20 septembre 2023
Cour de cassation
Pourvoi n° 23-90.010

Chambre criminelle - Formation de section

Publié au Bulletin

ECLI:FR:CCASS:2023:CR01205

Titres et sommaires

QUESTION PRIORITAIRE DE CONSTITUTIONNALITE - Code de procédure pénale - Articles 380-16 et suivants - Cours criminelles départementales - Atteinte au principe d'intervention du jury en matière criminelle - Atteinte au principe d'intervention du jury en droit commun du jugement criminelle - Atteinte au principe d'égalité des citoyens devant la justice - Renvoi au Conseil constitutionnel

Texte de la décision

N° N 23-90.010 FS-B

N° 01205






20 SEPTEMBRE 2023

ECF





QPC PRINCIPALE : RENVOI AU CC












M. BONNAL président,




R É P U B L I Q U E F R A N Ç A I S E
________________________________________


AU NOM DU PEUPLE FRANÇAIS
_________________________


ARRÊT DE LA COUR DE CASSATION, CHAMBRE CRIMINELLE,
DU 20 SEPTEMBRE 2023


La cour criminelle départementale du Rhône, par arrêt en date du 26 juin 2023, reçu le 30 juin 2023 à la Cour de cassation, a transmis quatre questions prioritaires de constitutionnalité dans la procédure suivie contre M. [J] [U] du chef de vol avec arme.
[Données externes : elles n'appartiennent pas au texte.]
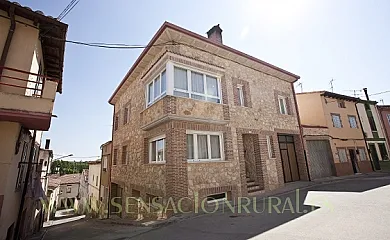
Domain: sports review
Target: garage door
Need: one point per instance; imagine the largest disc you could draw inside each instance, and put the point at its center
(320, 158)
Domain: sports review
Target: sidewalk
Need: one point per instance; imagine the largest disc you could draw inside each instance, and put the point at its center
(288, 188)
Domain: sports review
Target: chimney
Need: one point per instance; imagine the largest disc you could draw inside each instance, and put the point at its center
(215, 34)
(47, 144)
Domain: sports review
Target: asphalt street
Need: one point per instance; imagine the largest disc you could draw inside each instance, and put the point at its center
(265, 215)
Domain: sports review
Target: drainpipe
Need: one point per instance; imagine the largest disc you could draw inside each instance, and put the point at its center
(29, 166)
(301, 132)
(9, 39)
(110, 165)
(364, 137)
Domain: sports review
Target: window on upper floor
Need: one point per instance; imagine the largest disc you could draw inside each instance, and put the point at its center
(352, 121)
(157, 88)
(204, 146)
(271, 147)
(124, 155)
(115, 157)
(196, 85)
(282, 105)
(336, 119)
(157, 150)
(362, 154)
(116, 122)
(240, 95)
(342, 152)
(341, 104)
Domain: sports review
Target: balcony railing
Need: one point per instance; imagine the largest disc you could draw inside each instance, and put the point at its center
(21, 82)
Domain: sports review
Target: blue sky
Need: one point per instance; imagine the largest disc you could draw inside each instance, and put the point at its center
(317, 39)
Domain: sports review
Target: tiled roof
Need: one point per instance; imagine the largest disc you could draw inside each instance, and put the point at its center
(70, 178)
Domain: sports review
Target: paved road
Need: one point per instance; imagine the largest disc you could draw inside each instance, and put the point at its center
(222, 225)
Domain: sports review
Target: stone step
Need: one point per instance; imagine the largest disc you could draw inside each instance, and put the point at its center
(254, 188)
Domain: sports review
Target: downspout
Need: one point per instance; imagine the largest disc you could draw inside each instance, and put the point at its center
(364, 137)
(9, 39)
(301, 132)
(29, 166)
(110, 165)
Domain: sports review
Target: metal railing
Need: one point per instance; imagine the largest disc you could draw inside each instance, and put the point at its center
(34, 83)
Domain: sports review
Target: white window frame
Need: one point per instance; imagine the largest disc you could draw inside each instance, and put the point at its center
(241, 100)
(162, 137)
(189, 84)
(334, 125)
(349, 120)
(208, 134)
(270, 152)
(362, 151)
(284, 105)
(152, 82)
(345, 151)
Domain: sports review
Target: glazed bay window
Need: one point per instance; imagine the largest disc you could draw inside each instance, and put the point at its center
(204, 146)
(157, 88)
(157, 150)
(195, 85)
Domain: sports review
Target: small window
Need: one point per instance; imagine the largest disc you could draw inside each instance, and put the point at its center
(157, 150)
(204, 146)
(124, 155)
(115, 158)
(362, 154)
(104, 163)
(240, 95)
(342, 155)
(341, 104)
(282, 105)
(156, 88)
(352, 121)
(196, 85)
(126, 115)
(216, 197)
(271, 147)
(116, 122)
(336, 121)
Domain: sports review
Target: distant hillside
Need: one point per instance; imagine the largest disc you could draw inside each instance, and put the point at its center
(67, 167)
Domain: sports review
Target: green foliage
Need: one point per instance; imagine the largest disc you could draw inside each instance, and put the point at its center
(67, 167)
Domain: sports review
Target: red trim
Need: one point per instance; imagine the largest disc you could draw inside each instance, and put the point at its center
(200, 37)
(30, 120)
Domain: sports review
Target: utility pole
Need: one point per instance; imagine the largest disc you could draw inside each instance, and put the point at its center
(300, 85)
(331, 84)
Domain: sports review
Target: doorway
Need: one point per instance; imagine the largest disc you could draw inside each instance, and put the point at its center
(289, 158)
(352, 156)
(374, 155)
(253, 168)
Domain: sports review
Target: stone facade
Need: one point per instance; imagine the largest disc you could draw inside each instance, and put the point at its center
(172, 116)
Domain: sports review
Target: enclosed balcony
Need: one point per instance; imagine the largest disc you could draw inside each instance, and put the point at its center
(27, 98)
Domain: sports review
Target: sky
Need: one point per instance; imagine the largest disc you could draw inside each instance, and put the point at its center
(319, 40)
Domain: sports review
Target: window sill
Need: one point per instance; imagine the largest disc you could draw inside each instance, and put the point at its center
(157, 163)
(209, 161)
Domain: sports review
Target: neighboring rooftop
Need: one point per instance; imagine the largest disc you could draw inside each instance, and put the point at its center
(169, 32)
(53, 34)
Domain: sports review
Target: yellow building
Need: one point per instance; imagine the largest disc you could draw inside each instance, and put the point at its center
(333, 134)
(31, 66)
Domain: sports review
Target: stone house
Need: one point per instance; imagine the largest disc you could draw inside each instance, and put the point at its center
(196, 117)
(333, 134)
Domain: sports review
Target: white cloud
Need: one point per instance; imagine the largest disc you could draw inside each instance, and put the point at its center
(244, 32)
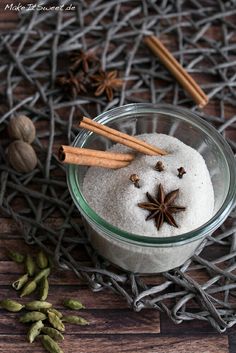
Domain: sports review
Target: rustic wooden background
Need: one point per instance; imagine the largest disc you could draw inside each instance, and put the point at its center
(113, 327)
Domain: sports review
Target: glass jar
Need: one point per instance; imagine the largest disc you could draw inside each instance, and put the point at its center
(144, 254)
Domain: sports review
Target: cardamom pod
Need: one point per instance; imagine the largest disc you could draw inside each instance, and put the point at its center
(73, 304)
(28, 288)
(55, 311)
(30, 265)
(16, 256)
(42, 260)
(44, 287)
(37, 305)
(73, 319)
(33, 316)
(11, 305)
(44, 273)
(34, 331)
(55, 321)
(50, 345)
(53, 333)
(20, 282)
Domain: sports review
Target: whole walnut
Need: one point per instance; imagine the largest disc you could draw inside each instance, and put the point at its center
(21, 156)
(21, 128)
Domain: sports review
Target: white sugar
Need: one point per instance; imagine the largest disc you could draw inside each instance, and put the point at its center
(111, 194)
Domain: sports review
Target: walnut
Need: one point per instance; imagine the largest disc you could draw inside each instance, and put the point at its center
(21, 128)
(21, 156)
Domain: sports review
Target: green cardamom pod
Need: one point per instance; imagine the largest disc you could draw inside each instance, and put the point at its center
(43, 289)
(53, 333)
(20, 282)
(73, 304)
(34, 331)
(16, 256)
(73, 319)
(50, 345)
(33, 316)
(37, 305)
(55, 311)
(30, 265)
(41, 274)
(11, 305)
(28, 288)
(42, 260)
(55, 321)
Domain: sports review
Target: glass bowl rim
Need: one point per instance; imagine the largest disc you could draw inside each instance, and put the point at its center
(183, 114)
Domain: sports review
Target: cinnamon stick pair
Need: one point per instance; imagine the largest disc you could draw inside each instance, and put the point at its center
(84, 156)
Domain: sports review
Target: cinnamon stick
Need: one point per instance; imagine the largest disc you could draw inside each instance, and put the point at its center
(177, 70)
(120, 137)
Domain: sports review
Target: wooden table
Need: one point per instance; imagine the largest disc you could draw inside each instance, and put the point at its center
(113, 327)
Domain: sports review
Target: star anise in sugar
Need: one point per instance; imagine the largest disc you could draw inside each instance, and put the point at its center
(162, 207)
(83, 59)
(72, 84)
(106, 82)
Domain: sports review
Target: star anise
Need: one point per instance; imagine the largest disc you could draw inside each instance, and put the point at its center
(106, 82)
(162, 207)
(83, 59)
(73, 85)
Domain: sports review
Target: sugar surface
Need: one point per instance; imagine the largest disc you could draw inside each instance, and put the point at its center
(111, 194)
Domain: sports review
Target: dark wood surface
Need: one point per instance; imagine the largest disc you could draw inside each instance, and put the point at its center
(113, 327)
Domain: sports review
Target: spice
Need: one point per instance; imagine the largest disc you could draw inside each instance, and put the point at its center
(37, 305)
(21, 156)
(53, 333)
(83, 60)
(159, 166)
(106, 82)
(11, 305)
(28, 288)
(162, 207)
(135, 180)
(56, 312)
(50, 345)
(30, 265)
(34, 331)
(76, 320)
(72, 84)
(33, 316)
(43, 289)
(20, 282)
(55, 321)
(181, 172)
(16, 256)
(42, 260)
(73, 304)
(21, 128)
(41, 310)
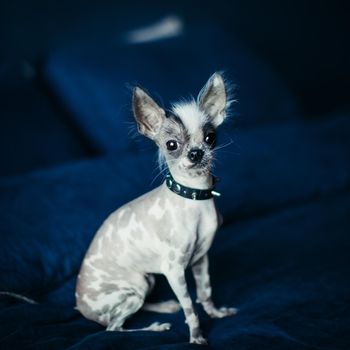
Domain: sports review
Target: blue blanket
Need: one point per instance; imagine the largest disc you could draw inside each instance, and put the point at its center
(281, 257)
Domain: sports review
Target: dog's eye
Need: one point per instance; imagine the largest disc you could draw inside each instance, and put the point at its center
(210, 139)
(171, 145)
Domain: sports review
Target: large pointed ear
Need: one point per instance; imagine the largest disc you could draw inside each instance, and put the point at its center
(148, 114)
(212, 99)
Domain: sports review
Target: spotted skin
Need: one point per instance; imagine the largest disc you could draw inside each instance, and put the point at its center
(159, 232)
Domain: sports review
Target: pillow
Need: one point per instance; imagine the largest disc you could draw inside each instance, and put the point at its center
(33, 132)
(92, 82)
(48, 219)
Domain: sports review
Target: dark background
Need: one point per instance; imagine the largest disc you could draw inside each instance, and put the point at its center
(70, 156)
(304, 43)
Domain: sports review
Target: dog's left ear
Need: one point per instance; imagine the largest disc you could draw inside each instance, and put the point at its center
(148, 114)
(212, 99)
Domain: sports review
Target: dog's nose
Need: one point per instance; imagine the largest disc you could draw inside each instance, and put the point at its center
(195, 155)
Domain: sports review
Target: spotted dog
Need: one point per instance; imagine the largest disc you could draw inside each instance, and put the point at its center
(165, 230)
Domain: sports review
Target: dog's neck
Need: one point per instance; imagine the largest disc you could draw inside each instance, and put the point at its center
(201, 182)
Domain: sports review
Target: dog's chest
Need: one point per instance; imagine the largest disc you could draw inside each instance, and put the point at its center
(194, 227)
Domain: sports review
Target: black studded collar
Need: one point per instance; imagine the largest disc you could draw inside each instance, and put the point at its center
(191, 193)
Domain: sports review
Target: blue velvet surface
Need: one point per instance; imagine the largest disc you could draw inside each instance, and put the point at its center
(33, 133)
(281, 256)
(92, 81)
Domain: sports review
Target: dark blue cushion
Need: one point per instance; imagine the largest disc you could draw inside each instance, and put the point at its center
(49, 218)
(34, 133)
(286, 272)
(92, 82)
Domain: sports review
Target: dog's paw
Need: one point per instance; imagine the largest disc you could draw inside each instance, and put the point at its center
(222, 312)
(159, 327)
(199, 340)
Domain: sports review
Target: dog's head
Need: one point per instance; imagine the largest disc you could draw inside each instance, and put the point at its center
(185, 135)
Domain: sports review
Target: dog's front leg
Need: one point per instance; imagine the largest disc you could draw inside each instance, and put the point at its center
(177, 281)
(200, 271)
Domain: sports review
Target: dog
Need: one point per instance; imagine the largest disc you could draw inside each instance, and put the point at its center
(165, 230)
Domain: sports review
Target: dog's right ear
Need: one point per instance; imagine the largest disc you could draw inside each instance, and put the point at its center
(148, 114)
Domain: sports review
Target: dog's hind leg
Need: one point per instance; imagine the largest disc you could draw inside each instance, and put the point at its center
(130, 302)
(163, 307)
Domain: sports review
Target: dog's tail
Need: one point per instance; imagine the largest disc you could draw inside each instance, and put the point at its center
(18, 296)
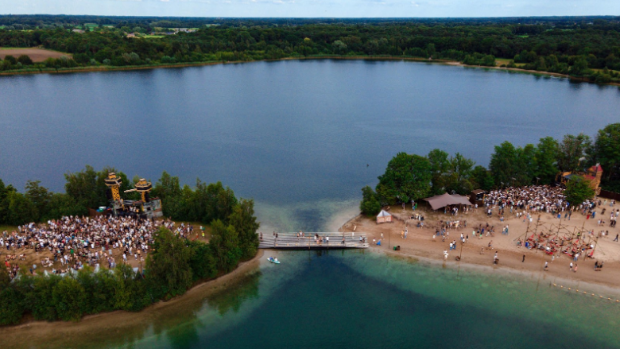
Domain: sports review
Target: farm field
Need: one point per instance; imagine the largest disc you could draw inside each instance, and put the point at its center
(36, 54)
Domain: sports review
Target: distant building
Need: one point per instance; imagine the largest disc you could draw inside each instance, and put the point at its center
(384, 217)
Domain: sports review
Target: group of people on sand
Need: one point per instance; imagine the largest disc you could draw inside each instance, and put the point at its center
(535, 198)
(77, 241)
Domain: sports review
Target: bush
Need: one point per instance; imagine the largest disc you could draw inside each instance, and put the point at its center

Des observations ont été produites.

Sur le rapport de Mme Leprieur, conseiller, les observations de la SCP Waquet, Farge et Hazan, avocat de M. [J] [U], et les conclusions de M. Petitprez, avocat général, l'avocat du demandeur ayant eu la parole en dernier, après débats en l'audience publique du 20 septembre 2023 où étaient présents M. Bonnal, président, Mme Leprieur, conseiller rapporteur, M. de Larosière de Champfeu, MM. Turbeaux, Laurent, Gouton, Brugère, Tessereau, conseillers de la chambre, M. Mallard, Mmes Guerrini, Diop-Simon, conseillers référendaires, M. Petitprez, avocat général, et Mme Coste-Floret, greffier de chambre,

la chambre criminelle de la Cour de cassation, composée des président et conseillers précités, après en avoir délibéré conformément à la loi, a rendu le présent arrêt.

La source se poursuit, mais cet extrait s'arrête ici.